Wumpus, 2003

The Wumpus example is widely used in the artificial intelligence research as a testbed for new ideas and comparison with the previous ones.

The need for some nice way to show the Reinforcement Learning techniques in action raised for the Reinforcement learning presentation. Wumpus proved to be exactly what was needed.

Description

The Wumpus example contains several objects interacting one with another in the virtual environment. The environment is simplified (board-like environment divided into fields, like the chess board) in order to allow easier simulation. In different flavors of the task different interactions are possible.

There is a Treasure Hunter searching in the cave for the gold. However, such a cave can be full of dangerous obstacles. There might be holes, but even worse, there might be Wumpus, little stinky cave creature, waiting for the its victim!
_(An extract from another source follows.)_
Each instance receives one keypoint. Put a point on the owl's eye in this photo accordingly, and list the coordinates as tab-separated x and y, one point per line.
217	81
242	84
In the classical case, the cave is really dark. This means that the Treasure Hunter cannot see anything. Luckily for him, there is a freezing fresh air going out of the holes and Wumpus is really stinky. This helps the Treasure Hunter to make a decision in every step, whether to go further or temporarily retreat and try the other way.

The classical Treasure Hunter has also three arrows that he can use to shoot the Wumpus on the next field of the board.

Simplified implementation

For the presentation purposes the environment was simplified even more. There are no more holes, but there are more Wumpuses. The Treasure Hunter does not have arrows any more. He has to find the peacefull way. It is guaranteed, that in the generated random cave there exists a peacefull way to the gold.

Our Hunter is made reactive (mostly). This means it has almost no memory and does not build the map of the cave in the mind. Every decision in every step is based only on following facts:

And the Treasure Hunter has following options:

The trial is over, either when the Hunter steps on the Wumpus, or when he finds the golden treasure.

Reinforcement learning

The presented method, Reinforcement learning, is based on the delayed rewards and punishments. This means, that while the learning entity, agent, acts, time to time it receives reward, when something desired occurred, or punishment, when something undesired happened. This received reward, however, does not belong only to the last action. Nice and simple example is chess: The reward, win, is awarded only after the long sequence of moves, while it may not be clear, which move was the winning one. Similarly, the punishment, lost game, comes also after a long sequence of moves. When the game was lost, it does not necessarily mean, that the last moves were wrong. Maybe there was the mistake in the beginning of the game, but all the following heroic effort was useless.

The goal of the Reinforcement learning is to infer, under such circumstances, which behavior, policy, leads to the success and which to the failure.

Comparison with other method

To give the better feeling, how successfull, or unsuccessful, Reinforcement learning in our scenario is, the best known deterministic (predictable) algorithm was implemented: uninformed depth-first search.

Uninformed depth-first search

Uninformed, because the algorithm has no preferences, heuristic, where to go. No "I would prefer to go left" rule.

Depth first search algorithms go forward, as long as it is possible, than retreat, when it is not possible (smelly danger). After reaching the last point, where another decision option was possible, this option is tried in the same fashion.

Results

If we would not consider the fact, that the Reinforcement learning presentation went fine, but if we would be also interested in the comparison results, we would be highly surprised.

Even if it can be proved, that the uninformed depth-first algorithm is the optimal under conditions, where no assumption about the treasure position can be done, Reinforcement learning performs better. After about thirty learning trials the learning Treasure Hunter is on average two steps faster than the preprogrammed one.

But how can this happen? Proof is a proof, after all, isn't it?

Well, the proof says, that a fixed strategy like "search along the left wall", or "search along the right wall", or "search in the center" cannot on average perform better, than the depth-first search. However, the learning Treasure Hunter learns to switch(!) these strategies. When there is something stinky found by the left wall, the "search on the left" is dropped in favor of another strategy. This highly sophisticated behavior makes the proof for non-switching policy irrelevant.